A Universe of Sorts

§ Topological proof of infinitude of primes

We take the topological proof and try to view it from the topology as semidecidability perspective.

Choose a basis for the topology as the basic open sets $S(a, b) = \{ a n + b : n \in \mathbb Z \} = \{ mathbb Z + b \}$ . This set is indeed semi-decidable. Given a number $k$ , I can check if $(k - b) % a == 0$ . So this is our basic decidability test.
By definition, $\emptyset$ is open, and $\mathbb Z = S(1, 0)$ . Thus it is a valid basis for the topology. Generate a topology from this.

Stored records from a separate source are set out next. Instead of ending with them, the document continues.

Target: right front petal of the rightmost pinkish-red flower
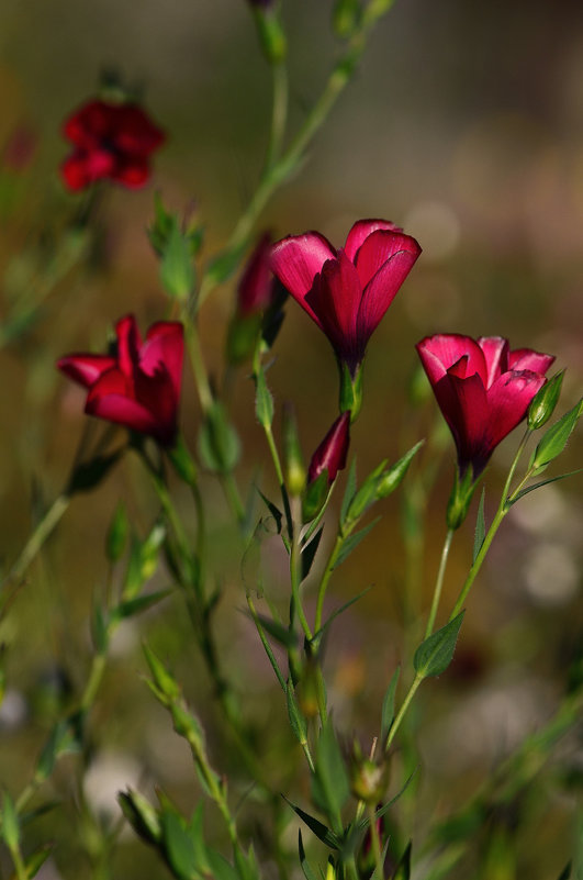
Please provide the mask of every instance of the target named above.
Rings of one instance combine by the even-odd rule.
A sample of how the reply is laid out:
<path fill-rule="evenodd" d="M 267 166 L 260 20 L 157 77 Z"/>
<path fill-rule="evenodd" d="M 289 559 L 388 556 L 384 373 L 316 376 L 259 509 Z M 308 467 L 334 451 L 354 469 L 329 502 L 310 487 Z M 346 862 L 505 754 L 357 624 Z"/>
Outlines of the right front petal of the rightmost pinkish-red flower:
<path fill-rule="evenodd" d="M 498 377 L 487 391 L 492 448 L 523 421 L 545 377 L 530 370 L 511 370 Z"/>

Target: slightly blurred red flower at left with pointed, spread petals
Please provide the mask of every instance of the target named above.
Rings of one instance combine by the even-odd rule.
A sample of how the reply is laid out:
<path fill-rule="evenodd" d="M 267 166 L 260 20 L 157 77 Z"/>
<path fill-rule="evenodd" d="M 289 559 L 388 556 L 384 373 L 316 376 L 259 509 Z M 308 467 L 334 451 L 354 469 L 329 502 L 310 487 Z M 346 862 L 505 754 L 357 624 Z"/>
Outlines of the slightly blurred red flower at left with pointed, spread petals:
<path fill-rule="evenodd" d="M 74 354 L 57 367 L 89 389 L 85 411 L 155 437 L 170 446 L 176 437 L 182 376 L 183 331 L 176 321 L 153 324 L 142 342 L 134 315 L 115 325 L 112 355 Z"/>

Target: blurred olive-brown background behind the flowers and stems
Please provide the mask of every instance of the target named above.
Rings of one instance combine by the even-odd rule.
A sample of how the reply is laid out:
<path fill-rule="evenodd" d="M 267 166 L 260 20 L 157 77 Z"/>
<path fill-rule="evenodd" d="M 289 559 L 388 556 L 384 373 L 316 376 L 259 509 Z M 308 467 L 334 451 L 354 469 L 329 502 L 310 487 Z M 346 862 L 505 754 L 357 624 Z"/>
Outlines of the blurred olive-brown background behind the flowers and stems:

So we are composing machines that can check in parallel if for some $i$ , $(k - b[i]) % a[i] == 0$ for some index.
The basis $S(a, b)$ is clopen, hence the theory is decidable.
Every number other than the units $\{+1, -1\}$ is a multiple of a prime.
Hence, $\mathbb Z \setminus \{ -1, +1 \} = \cup_{p \text{prime}} S(p, 0)$ .
Since there a finite number of primes [for contradiction ], the right hand side must be must be closed.
The complement of $\mathbb Z \setminus \{ -1, +1 \}$ is $\{ -1, +1 \}$ . This set cannot be open, because it cannot be written as the union of sets of the form $\{ a n + b \}$ : any such union would have infinitely many elements. Hence, $\mathbb Z \setminus \{ -1, +1 \}$ cannot be closed.